Sigorta sektörünü ilgilendiren son vergi düzenlemeleri
M. Bilgütay Yaşar
06.06.2008 tarihli Resmi Gazete'de yayınlanan 5766 sayılı kanun ile yapılan vergi kanunu değişikliklerinde sigorta sektörünü ilgilendiren bazı değişiklikler de yapılmıştır. Bu yazımızda bunlar kısaca özetlenecektir.

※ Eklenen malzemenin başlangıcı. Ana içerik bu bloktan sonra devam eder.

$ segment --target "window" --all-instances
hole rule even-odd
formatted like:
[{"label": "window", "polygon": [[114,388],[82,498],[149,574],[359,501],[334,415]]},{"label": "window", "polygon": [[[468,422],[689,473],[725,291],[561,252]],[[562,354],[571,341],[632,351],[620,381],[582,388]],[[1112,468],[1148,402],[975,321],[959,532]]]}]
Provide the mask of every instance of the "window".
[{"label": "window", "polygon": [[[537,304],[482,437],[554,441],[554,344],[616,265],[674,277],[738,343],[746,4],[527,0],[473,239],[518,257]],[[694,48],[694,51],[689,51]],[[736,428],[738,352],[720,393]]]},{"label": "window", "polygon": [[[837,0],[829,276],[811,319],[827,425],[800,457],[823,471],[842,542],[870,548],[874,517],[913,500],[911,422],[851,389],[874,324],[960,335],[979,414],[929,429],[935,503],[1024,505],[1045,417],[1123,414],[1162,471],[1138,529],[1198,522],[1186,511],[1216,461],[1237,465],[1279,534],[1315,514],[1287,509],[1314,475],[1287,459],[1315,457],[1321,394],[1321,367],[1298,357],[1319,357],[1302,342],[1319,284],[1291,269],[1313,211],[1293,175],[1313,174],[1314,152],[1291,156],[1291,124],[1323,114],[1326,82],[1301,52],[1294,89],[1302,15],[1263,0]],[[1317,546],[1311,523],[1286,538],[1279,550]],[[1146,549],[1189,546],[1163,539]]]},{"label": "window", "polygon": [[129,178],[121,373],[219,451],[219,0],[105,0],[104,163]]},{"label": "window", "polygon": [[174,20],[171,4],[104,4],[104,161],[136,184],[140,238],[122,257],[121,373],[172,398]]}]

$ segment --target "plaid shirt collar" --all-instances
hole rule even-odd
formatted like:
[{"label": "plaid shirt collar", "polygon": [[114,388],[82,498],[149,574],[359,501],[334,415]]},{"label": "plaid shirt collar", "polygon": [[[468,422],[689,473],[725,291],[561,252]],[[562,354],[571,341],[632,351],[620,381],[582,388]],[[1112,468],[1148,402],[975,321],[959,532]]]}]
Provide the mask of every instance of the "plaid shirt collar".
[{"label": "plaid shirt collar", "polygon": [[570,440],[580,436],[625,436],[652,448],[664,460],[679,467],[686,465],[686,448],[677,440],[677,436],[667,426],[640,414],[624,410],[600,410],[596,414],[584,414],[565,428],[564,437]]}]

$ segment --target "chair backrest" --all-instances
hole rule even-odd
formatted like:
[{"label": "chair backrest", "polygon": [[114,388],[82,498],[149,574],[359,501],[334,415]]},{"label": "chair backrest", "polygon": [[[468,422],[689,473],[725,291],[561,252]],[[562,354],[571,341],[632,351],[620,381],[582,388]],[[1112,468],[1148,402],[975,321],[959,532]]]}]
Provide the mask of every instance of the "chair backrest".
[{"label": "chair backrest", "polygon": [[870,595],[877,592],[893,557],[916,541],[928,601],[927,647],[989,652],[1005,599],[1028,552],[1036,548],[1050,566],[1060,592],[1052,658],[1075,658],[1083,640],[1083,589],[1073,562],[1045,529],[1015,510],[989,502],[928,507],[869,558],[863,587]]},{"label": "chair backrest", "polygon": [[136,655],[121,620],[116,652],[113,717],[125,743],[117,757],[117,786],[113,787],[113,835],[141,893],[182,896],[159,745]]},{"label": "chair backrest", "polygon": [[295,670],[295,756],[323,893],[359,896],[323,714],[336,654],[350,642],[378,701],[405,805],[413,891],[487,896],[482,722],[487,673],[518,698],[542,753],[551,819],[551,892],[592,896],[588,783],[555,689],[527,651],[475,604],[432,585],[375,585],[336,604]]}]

1- Banka sigorta muameleleri vergisi'nde (BSMV) yapılan değişiklikler;
a) Mükellef tanımında değişiklik yapılmıştır. Bu değişiklikle sigorta aracılarının durumu netleştirilmiş, tüm sigorta aracıları tarafından yapılan sigorta işlemlerinde verginin mükellefinin sigorta şirketleri olduğu açıkça belirtilmiştir. Buna göre sigorta aracılarının BSMV mükellefiyeti ile ilgileri kalmamıştır.
b) BSMV matrahının tanımıyla ilgili bir değişiklik olmuştur. Bu değişikliğe göre sigorta işlerinde verginin matrahının prim tutarı olduğu, bu matrahtan sigorta aracılarına yapılan komisyon ve benzeri ödemelerin indirilemeyeceği hüküm altına alınmıştır. Bu değişiklikle uygulamaya netlik kazandırılmıştır.
c) BSMV beyannamelerinin verilme yerini düzenleyen 25'inci maddede yapılan değişiklikle sigorta işlemlerine ilişkin beyannamenin sigorta şirketinin kanuni veya iş merkezlerinin bulunduğu yer vergi dairesine verileceği düzenlemesi yapılmıştır.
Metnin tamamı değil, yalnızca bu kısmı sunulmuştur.